Both the Xpert MRSA/SA-SSTI and Xpert MRSA/SA-BC products deliver results in about 50 minutes, enabling healthcare professionals to rapidly determine the presence or absence of MRSA and SA with a single test. In addition, both products use a multiplex molecular protocol for potentially avoiding clinical false-positive MRSA results.

Staphylococcus aureus is a major cause of bloodstream infection, associated with substantial mortality and healthcare cost,” said Professor Marc Struelens of Catholic University Hospital (Brussels) and head of the Belgian Staphylococcal Reference Laboratory. “By analyzing positive blood cultures, we found the Xpert MRSA/SA test to be very reliable for rapid DNA-based detection and identification of S. aureus and MRSA bacteremia.”

4 more hospitals begin CardioWest training

In late November, two hospitals from Italy, one from Germany and one from Switzerland received the first phase of certification training for implanting the CardioWest temporary Total Artificial Heart (TAH-t) made by SynCardia Systems (Tucson, Arizona).

The four hospitals spent two days in Paris learning proper patient selection, blood management techniques, surgical procedures and patient recovery protocol.
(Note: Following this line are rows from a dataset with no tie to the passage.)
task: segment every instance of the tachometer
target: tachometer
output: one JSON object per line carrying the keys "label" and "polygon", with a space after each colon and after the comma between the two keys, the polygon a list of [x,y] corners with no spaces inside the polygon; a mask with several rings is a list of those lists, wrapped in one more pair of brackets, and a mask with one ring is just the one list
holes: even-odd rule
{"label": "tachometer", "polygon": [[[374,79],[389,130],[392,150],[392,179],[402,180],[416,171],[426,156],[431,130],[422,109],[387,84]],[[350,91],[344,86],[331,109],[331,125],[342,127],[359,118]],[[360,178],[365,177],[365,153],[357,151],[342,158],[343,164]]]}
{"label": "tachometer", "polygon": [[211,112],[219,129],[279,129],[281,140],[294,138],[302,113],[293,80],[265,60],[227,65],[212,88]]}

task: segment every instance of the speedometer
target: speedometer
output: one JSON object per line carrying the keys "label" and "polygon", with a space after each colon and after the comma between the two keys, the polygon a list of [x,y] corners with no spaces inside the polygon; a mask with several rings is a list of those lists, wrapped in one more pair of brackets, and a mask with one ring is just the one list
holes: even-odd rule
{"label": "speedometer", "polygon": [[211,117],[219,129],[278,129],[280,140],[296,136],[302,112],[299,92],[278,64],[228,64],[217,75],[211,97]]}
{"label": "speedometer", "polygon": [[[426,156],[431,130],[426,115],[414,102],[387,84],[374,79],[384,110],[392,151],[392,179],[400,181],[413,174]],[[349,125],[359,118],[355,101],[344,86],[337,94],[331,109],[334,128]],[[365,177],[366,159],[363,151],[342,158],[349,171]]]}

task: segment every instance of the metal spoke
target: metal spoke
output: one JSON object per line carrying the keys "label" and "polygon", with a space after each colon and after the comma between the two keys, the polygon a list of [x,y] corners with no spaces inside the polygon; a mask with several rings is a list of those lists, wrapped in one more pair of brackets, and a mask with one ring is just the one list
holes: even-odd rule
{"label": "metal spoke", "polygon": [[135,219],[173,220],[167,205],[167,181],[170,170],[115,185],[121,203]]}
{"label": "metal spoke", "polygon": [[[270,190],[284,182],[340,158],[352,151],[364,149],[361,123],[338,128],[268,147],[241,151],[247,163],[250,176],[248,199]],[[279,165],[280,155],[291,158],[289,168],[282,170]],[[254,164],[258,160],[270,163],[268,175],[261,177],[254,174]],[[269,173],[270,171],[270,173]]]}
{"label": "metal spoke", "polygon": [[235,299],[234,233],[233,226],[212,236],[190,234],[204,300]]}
A total of 20 hospital staff members participated in the CardioWest certification training. The hospitals included the Heart Surgery Institute at the University of Padua (Italy), the University of Naples (Italy), Hannover Medical School (Germany), and University Hospital Bern (Switzerland).

To date, there are 22 TAH-t certified centers worldwide, with nine additional hospitals undergoing the certification process.

The company noted that the CardioWest TAH-t is the first and only FDA-, Health Canada- and CE-approved temporary total artificial heart in the world. Originally designed as a permanent replacement heart, it is currently approved as a bridge to human heart transplant for patients dying from end-stage biventricular failure.